A primeira sopa depois de três dias a soro, soube a manjar dos deuses. A segunda soube... a sopa. ;)
Agora via-a como nada mais do que uma tonta. Incapaz de se posicionar perante os factos em consonância com as evidencias e os critérios de aceitabilidade do grupo de pessoas que respeitava. Fraca e fútil. Permeável à tentação de revelar dados pessoais e profissionais em público. Aduladora de menoridades. Sempre a repetir os mesmos temas e falha de alegria. Pouca coisa. Imprestável.
Tão longe da imagem refrescante com que tropeçara um par de anos antes. Parecia trazer qualquer coisa diferente. Parecia. Passou. Outras aparecerão, prontas a provocar o leviano entusiasmo de quem idealiza e que sempre definha quando se defronta com a verdade.
Não gosto de escrever no telemóvel, amanhã já vou ter o computador comigo e hoje veio a Matemática para Pessoas com Pressa, a ver se animo. Por agora a disposição é triste. Vou continuar sem poder comer pelo menos até segunda-feira, oiço uma máquina dopler na vizinha de quarto (que usa dois palavrões em cada três palavras) a fazer muito ruído e mais grave constato que é inviável qualquer sonho de construção futura - sinto-me sem asas.
Eh, sei.
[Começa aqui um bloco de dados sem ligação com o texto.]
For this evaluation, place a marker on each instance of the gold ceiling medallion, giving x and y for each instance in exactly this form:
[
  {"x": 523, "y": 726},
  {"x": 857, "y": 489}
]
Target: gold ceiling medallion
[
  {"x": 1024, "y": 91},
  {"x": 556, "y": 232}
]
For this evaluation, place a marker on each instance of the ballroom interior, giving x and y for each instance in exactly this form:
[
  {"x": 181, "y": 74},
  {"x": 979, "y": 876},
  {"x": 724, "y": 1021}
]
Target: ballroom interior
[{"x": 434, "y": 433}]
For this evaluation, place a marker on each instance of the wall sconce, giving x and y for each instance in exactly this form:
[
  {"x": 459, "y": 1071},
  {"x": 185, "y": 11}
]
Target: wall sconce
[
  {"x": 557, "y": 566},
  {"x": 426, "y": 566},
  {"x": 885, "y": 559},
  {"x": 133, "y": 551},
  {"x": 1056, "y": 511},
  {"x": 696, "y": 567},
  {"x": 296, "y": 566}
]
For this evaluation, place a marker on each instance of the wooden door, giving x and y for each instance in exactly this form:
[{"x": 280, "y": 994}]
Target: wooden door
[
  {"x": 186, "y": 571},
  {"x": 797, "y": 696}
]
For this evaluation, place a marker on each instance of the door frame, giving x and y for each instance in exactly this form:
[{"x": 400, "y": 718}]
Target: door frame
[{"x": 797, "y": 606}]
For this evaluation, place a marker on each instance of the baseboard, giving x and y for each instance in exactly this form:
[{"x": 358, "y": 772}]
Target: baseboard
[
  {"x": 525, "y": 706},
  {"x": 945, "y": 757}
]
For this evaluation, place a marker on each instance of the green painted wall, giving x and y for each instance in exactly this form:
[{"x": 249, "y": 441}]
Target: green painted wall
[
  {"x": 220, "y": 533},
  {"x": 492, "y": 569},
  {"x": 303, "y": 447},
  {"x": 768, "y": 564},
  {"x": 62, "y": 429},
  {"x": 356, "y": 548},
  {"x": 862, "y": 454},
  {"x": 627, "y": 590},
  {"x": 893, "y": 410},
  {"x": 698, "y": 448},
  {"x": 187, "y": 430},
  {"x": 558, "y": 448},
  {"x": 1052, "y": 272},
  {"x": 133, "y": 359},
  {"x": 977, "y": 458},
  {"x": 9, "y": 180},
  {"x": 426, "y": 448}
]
Acontece a todos, é passageiro e são muito mais bonitas palavras de força, resistência e esperança. Mas isto é um diário, não um ranking de bom desempenho e boa imagem.
Só imprevistos. Depois de Sábado ter sido apanhada por fortes dores do estômago e costas e ter desvalorizado quando passaram, a madrugada passada reincidi tendo de vir de requitó para o Santo António. Resultado: fico internada uma semana com pedras e infecção na vesícula, que vai ter de ser extraída. Nesta altura do campeonato - em razão das necessidades profissionais - era tudo o que vinha a calhar. É praga.
Cada vez mais livro aberto.
Orgulho-me do espírito de missão com que o Nuno defende a Ucrânia e o Ocidente junto das renitentes amigas sul-americanas (colombiana, peruana e brasileiras). É a nova evangelização.
É uma mulher de sonho, mas o consumo, ui: são pelo menos 14 litros de mimo aos 100.
Quando se vive a vida como quem folheia um catálogo refastelado no canapé em frente ao espelho da vaidade perde-se o essencial. São escolhas: há quem prefira o conforto das alcofas, há quem escolha viver.
Da base da sociedade às mais sofisticadas elites intelectuais o vício é transversal e ataca feroz: o que é não existe pelo que é, pelo seu valor intrínseco, mas pelo ricochete da apreciação na boa imagem no sujeito. Gosta-se ou desgosta-se em função da boa imagem que se dá ao apreciar ou mostrar desagrado. Uma composição musical pode ser excelente, mas se tiver associado algum sinal de repulsa pelas gracinhas aleatórias em voga que faça o sujeito correr o risco de ser tomado por bronco, logo o dito desdenha da música - ainda que a adore.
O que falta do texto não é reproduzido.